The first man shook his head. “No, my lord. They are lifted onto a round platform, their hands tied behind them. They remain there, pleading to be released.” He paused. “It was hard to watch, my lord.”
Barak stood abruptly, anger fueling his footsteps. He paced to the back of the cave and returned. “How often do they change the prisoners?”
“One of the guards said every few hours a new batch takes their place. But they are there at Jabin’s pleasure, and he often delights in making a spectacle of them, even worse than we were able to see. Some are sent to the ring, where they lose their life.” The man averted his eyes as he spoke. These men were not squeamish or easily rattled, but whatever they had heard and seen had shaken them.
“When we destroy Hazor, we will save the prisoners. That will be our first obligation.” Barak spoke with conviction, though his heart felt hollow even with his strong words. How could any man of the earth treat his fellow man or woman so atrociously?
He strode off again, clenching and unclenching his fists, digging his nails deeply into his palms. What he wouldn’t give to face Jabin and Sisera right now, blade in hand, and put an end to them both. His breath came faster, matching the pace of his feet. Adonai, why do You allow this? Surely these men and women had not done such evil as to deserve this punishment.
The prayer made him pause to listen, but if he expected an answer, he did not receive one.
Deborah strode back and forth over the length of her sitting room while the man from a neighboring town visibly shook in the seat they had offered him. “Tell me again,” she said, though he had already recounted the unbelievable tale.
Talya offered the man a cup of cool water, and he drank greedily. He sat straighter, but his hands, held tightly between his knees, belied his attempt to keep his composure. “Prophetess, it is like I told you. Sisera came to Endor. I wouldn’t be here to tell you if I hadn’t been away trying to sell my wares to a passing caravan.” He cleared his throat. “While I was gone, Sisera charged through the gates in the short amount of time they are open, rounded up all the men and all the virgin maids. He killed the elders and took the virgins into his custody. The men he left are barely men, not yet twenty years old. Some might be strong enough to fight, but with their fathers dead and their sisters taken, they’ve no strength within them.”

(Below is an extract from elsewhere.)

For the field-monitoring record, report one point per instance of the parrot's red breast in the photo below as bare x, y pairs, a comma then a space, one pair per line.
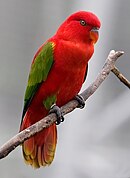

“Young men should be hot-blooded and angry, ready to fight Sisera.” Deborah could not believe such a horrific story could end with men losing heart. Unless . . . “Did Sisera harm the young men in any way?”
The man started shaking again. This part he had obviously left out in the first telling, and Deborah only now thought to ask the question. “Some of them, yes.”
Deborah did not need to know how. “That explains it then.” If Sisera had maimed some of the lads, the others would fear he would come back and do the same to them if they ever crossed him, even to rescue their sisters. They would be of no use to Barak in his army, strengthening Sisera’s hold on Israel.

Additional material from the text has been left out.